In August 2014, the crude oil throughput of the Saudi Aramco Total Refining and Petrochemical Company (SATORP), a joint venture refinery with Total located in Jubail on the east coast of Saudi Arabia, reached the facility’s full design capacity of 400,000 barrels per day. The refinery has a comprehensive array of advanced mild, distillate and fluid catalytic cracker technology to convert heavy crude oil that is especially hard to process into high-value-added low-sulfur gasoline, diesel and jet fuel products, as well as an annual production of 1 million tons of paraxylene, benzene and high-purity propylene.
A joint venture with Asia’s largest refiner, Sinopec, YASREF is a 400,000 barrels per day refinery designed to process Arabian heavy crude oil to produce premium transportation fuels such as gasoline and ultra-low-sulfur diesel, as well as liquefied petroleum gases, benzene, sulfur and petroleum coke. YASREF delivered its first shipment of clean diesel fuel in mid-January 2015.
Work is well under-way on Phase II of the Rabigh Refining and Petrochemical Company (Petro Rabigh) complex expansion, with Sumitomo Chemical Company of Japan. This expansion will add specialty ethylene and propylene-based products by de-bottlenecking the existing steam cracker. The project will also enable conversion of 4,000 kilotons per year of naphtha into higher value aromatic products.
In addition, Saudi Aramco’s Fujian Refinery and Petrochemical Company joint venture in China – with ExxonMobil, Sinopec and the Fujian provincial government – successfully processes Saudi Arabian sour crude oil and produces high quality polymer products which are marketed in China by a Saudi Aramco affiliate.
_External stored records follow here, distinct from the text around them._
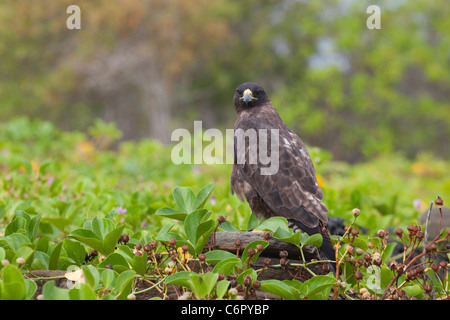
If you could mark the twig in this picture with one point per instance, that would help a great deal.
(426, 227)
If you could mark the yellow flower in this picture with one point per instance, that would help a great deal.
(185, 256)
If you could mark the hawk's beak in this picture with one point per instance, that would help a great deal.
(248, 96)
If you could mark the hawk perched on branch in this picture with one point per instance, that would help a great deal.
(290, 191)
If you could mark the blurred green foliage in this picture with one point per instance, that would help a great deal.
(66, 198)
(155, 66)
(70, 176)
Meanwhile Saudi Aramco’s stake in S-Oil’s integrated refinery and petrochemical complex, South Korea’s third largest, has strengthened the company’s foothold in Asia.
The recently announced joint venture between Saudi Aramco and the German specialty chemicals company, Lanxess, which is expected to close in the first half of 2016, is seen by Saudi Aramco as a milestone in its pioneering journey to further extend its globally-integrated downstream expansion. Lanxess has a world-class synthetic rubber and elastomer products capability and many of the world’s largest tire and automotive-parts manufacturers are already counted as customers.
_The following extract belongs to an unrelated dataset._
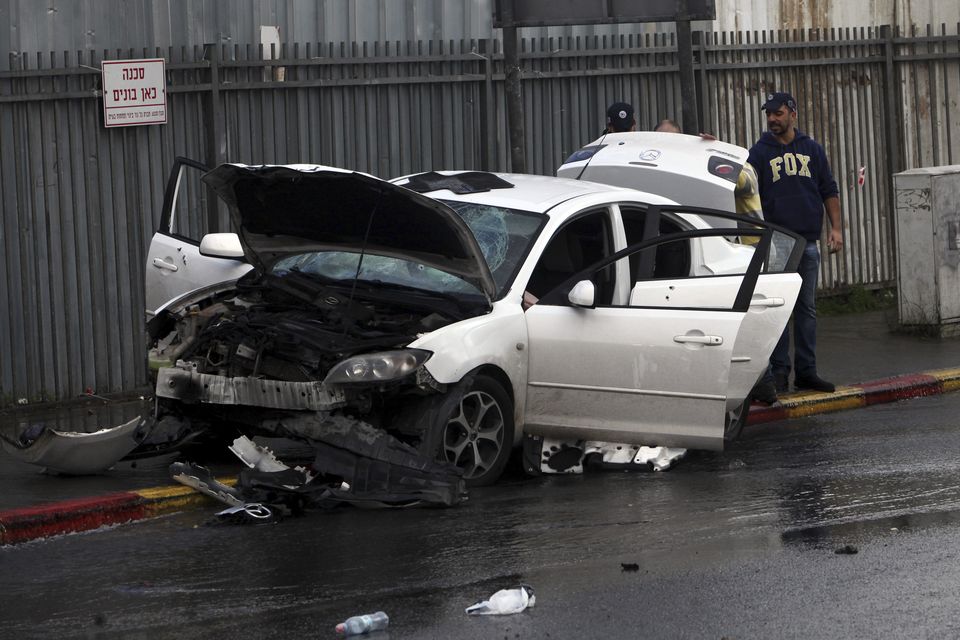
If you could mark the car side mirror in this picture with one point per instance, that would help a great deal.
(221, 245)
(582, 294)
The JV has a compelling industrial logic for both parties, and Saudi Aramco expects to provide the new JV entity with financial stability, additional scale and resources, continued investment in technology, unrivalled opportunities to integrate with petrochemical facilities, and potential cost-competitive access to reliable feedstock supplies.
Interestingly, the Lanxess green tires technology which reduces fuel consumption will complement Saudi Aramco’s two-pronged fuel / engine R&D strategy that is focused on increasing the mileage efficiency of vehicles, and reducing pollutant emissions of future engines.